Accéder au contenu principal

Un combat permanent

pancarte

Des pancartes qui reprennent le nouveau slogan préféré des antisémites, « Qui ? », entouré sur l’une par les noms de personnalités publiques juives ou supposées l’être, des étoiles jaunes bariolées de la mention « non-vaccinés » arborées sur les poitrines de manifestants, des cris haineux « collabo » lancés, entre autres, à des pharmacies pratiquant des tests PCR ou à des journalistes physiquement agressés pour certains, des slogans « dictature sanitaire » dans lesquels le « s » est remplacé par le graphisme des « SS » des nazis, Emmanuel Macron affublé d’une moustache comme Adolf Hitler ou sous les traits du maréchal Pétain, et jusqu’au détournement de la photo du portail d’entrée du camp de concentration d’Auschwitz où l’inscription originale « Arbeit macht frei » a été remplacée par « le pass sanitaire rend libre. » 

Ces images écœurantes, vues par les Français à la télévision ou sur les réseaux sociaux, à l’occasion des manifestations anti-pass sanitaire – et en 2018-2019 dans certains cortèges des Gilets jaunes – ont légitimement révulsé tout républicain digne de ce nom et donné la nausée aux descendants des victimes de la Shoah ou à nos compatriotes de confession juive.
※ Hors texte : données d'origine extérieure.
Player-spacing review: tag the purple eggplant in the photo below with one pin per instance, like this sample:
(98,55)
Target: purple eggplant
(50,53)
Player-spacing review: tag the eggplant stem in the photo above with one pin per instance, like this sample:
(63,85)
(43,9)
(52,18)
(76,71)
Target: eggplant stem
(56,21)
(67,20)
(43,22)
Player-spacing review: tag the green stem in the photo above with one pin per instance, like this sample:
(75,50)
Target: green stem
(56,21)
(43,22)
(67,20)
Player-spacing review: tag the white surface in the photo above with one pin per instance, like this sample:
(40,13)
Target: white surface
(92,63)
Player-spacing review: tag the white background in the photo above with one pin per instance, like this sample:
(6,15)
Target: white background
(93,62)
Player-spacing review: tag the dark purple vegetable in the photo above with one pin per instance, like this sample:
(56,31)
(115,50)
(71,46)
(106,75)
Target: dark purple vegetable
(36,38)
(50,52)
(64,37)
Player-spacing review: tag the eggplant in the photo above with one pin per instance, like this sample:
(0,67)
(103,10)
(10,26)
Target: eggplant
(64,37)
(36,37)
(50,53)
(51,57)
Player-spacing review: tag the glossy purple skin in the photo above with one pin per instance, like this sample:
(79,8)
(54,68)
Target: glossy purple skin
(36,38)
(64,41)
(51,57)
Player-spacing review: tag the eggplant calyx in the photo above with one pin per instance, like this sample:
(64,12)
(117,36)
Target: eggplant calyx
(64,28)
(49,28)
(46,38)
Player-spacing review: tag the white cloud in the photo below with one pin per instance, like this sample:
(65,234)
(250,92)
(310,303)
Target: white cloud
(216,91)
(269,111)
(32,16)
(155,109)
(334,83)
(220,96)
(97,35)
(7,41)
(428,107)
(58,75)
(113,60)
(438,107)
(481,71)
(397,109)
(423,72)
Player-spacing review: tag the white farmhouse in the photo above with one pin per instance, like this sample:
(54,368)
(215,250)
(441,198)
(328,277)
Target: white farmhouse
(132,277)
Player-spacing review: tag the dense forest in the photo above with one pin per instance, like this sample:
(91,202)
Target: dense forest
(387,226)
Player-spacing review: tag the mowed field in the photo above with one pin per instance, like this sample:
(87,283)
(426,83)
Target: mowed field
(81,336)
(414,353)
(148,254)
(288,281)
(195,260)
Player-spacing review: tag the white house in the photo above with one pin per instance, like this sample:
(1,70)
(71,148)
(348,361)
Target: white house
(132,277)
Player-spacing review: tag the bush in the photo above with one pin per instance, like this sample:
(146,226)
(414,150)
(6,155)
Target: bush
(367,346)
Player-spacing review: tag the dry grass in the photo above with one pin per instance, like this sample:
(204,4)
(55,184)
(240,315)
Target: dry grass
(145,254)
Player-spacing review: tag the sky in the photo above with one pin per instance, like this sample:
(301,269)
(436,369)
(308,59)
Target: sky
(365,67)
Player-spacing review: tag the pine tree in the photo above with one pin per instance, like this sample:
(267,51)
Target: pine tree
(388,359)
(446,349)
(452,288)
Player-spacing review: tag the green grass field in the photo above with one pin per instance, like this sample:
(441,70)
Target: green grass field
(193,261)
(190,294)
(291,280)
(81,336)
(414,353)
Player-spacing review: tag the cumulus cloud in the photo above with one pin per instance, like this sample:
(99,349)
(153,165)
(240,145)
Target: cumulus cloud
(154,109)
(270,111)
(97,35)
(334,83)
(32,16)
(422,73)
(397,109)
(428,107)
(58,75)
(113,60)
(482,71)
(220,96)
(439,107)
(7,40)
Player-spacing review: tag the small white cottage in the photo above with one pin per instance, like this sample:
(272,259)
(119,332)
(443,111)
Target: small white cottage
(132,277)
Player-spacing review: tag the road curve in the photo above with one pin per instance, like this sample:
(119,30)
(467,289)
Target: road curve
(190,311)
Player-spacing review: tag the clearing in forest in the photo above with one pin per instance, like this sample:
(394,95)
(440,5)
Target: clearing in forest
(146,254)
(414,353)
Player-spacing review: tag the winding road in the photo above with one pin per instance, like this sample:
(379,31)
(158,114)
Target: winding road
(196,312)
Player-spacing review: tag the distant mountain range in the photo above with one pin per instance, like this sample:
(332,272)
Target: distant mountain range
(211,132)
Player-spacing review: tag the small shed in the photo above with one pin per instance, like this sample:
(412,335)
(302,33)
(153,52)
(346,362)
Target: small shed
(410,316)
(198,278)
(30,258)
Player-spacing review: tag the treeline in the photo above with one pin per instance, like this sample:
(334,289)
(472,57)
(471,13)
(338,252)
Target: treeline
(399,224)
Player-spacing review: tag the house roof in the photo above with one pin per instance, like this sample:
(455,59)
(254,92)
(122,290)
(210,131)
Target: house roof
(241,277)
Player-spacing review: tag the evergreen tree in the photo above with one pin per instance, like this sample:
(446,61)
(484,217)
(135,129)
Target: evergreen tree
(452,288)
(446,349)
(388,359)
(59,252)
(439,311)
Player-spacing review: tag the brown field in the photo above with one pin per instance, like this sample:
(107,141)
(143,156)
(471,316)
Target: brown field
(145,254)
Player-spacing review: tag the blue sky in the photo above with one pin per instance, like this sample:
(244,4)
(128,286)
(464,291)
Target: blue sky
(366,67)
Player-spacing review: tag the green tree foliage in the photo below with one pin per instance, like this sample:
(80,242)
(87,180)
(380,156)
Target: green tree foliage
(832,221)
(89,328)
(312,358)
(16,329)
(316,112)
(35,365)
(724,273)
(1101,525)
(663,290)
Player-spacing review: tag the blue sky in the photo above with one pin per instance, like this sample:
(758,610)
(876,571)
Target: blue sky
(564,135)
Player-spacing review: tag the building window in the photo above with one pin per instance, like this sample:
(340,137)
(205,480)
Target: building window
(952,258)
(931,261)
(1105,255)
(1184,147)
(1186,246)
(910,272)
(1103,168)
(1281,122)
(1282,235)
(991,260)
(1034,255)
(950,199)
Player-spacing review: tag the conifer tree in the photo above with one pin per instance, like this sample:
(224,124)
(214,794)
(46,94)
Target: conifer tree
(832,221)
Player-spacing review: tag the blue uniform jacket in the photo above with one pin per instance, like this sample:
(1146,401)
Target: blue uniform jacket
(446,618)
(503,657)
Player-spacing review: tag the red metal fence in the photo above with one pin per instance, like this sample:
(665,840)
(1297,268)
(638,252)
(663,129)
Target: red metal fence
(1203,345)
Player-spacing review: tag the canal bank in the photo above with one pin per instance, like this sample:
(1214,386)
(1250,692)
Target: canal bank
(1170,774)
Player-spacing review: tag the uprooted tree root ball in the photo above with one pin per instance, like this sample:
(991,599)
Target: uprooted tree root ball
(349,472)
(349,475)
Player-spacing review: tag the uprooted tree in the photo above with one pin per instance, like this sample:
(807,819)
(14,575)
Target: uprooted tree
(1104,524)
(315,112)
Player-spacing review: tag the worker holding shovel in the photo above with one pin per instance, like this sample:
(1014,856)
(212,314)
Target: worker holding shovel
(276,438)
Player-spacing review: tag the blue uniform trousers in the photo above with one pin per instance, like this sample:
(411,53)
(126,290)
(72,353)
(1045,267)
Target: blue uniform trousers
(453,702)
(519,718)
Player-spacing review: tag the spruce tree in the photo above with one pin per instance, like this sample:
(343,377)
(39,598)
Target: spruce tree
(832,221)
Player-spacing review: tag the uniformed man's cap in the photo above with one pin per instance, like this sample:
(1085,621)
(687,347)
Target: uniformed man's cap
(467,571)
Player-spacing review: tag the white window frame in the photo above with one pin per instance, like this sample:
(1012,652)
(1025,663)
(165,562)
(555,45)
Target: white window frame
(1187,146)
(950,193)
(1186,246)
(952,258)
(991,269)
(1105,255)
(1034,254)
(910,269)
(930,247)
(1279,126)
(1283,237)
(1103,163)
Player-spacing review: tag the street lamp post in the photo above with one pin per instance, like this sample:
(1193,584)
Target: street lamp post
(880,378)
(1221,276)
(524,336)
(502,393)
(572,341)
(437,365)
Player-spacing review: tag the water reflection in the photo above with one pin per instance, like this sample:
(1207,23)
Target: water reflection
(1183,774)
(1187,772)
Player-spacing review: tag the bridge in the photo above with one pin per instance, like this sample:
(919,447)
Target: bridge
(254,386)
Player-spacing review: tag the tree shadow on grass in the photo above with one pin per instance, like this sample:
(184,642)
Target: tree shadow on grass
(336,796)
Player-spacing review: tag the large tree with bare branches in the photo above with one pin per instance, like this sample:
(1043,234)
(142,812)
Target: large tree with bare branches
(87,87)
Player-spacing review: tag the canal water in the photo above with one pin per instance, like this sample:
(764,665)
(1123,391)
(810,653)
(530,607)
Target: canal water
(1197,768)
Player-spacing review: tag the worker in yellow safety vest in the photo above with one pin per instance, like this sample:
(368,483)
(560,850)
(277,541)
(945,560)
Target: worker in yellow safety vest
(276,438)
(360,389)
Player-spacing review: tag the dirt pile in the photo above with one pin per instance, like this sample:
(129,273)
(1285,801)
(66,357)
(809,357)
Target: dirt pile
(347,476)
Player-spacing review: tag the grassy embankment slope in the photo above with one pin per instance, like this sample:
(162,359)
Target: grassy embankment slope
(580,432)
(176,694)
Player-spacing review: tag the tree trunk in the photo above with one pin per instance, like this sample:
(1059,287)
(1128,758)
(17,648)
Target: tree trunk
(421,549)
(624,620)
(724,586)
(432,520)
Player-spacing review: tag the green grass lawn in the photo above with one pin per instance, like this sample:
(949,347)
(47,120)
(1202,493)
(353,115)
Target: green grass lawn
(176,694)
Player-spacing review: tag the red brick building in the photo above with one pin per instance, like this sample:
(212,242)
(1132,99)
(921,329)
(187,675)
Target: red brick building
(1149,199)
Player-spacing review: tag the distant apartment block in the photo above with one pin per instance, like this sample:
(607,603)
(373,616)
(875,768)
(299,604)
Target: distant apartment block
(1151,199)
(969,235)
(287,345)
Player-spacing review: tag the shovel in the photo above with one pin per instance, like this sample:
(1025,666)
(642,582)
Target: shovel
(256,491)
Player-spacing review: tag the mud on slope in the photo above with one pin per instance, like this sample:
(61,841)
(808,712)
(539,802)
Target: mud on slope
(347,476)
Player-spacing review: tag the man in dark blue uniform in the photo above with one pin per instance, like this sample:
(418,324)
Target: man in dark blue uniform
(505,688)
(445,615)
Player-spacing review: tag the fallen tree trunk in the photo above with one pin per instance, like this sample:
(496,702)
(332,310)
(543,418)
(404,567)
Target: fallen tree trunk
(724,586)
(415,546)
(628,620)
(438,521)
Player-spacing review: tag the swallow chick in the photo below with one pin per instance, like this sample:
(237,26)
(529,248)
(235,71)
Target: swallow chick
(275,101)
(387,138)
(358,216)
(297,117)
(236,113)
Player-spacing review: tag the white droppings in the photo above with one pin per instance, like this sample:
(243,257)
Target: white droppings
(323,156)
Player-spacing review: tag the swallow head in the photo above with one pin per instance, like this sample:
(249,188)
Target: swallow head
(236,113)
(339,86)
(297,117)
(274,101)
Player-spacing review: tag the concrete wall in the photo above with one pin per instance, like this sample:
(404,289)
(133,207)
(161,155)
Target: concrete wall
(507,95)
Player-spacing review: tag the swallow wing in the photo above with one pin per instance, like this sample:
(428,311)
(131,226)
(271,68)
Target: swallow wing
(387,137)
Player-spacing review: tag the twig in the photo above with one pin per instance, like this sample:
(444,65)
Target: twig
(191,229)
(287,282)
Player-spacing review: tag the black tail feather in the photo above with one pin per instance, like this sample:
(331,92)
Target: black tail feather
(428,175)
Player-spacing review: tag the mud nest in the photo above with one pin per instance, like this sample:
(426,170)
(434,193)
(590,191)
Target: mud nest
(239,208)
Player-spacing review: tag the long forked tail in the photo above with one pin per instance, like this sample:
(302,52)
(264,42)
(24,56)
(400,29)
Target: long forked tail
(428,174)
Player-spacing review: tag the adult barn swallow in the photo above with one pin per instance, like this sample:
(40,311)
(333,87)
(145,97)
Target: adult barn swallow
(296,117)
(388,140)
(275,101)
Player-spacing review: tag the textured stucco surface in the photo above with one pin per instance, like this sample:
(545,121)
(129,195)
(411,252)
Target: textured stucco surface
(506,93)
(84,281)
La condamnation de ces slogans jusqu’au sommet de l’Etat a été évidemment la bienvenue et l’on attend maintenant que les poursuites judiciaires qui ont été engagées à plusieurs reprises aboutissent à de sévères condamnations car, faut-il le rappeler, l’antisémitisme et le racisme ne sont pas des opinions mais des délits.

Au-delà, l’émergence ou la persistance de ces slogans antisémites doivent nous interroger. Comment peut-on, en 2021, faire un lien entre l’outil provisoire de lutte contre une épidémie que constitue un pass sanitaire – que tout un chacun peut obtenir par le vaccin, des tests réguliers ou un certificat de rémission de la Covid-19 – et un symbole de l’ignominie nazie qui discriminait des personnes, non pas pour ce qu’elles faisaient, mais pour ce qu’elles étaient, dans le but ultime d’être déportées et tuées pour nombre d’entre elles ? Pourquoi établir un lien entre des contraintes sanitaires, votées par le Parlement et validées par le Conseil constitutionnel, et des faits remontant à la Seconde Guerre mondiale ? Et comment expliquer que ces slogans antisémites, qui sont le fait d’une minorité dans les rangs des manifestants, n’aient pas été davantage et explicitement condamnés par tous ceux qui marchaient à leur côté ?

Par envie de choquer en faisant référence à un épisode de l’Histoire mondiale qui a le plus marqué l’Humanité ? En raison d’une méconnaissance totale des faits historiques de cette période ? Par idéologie pour certains, qui voient dans les manifestations l’occasion de cracher leur haine anti-Juifs ? Ou par la conviction que ces slogans relèvent de la liberté d’expression ?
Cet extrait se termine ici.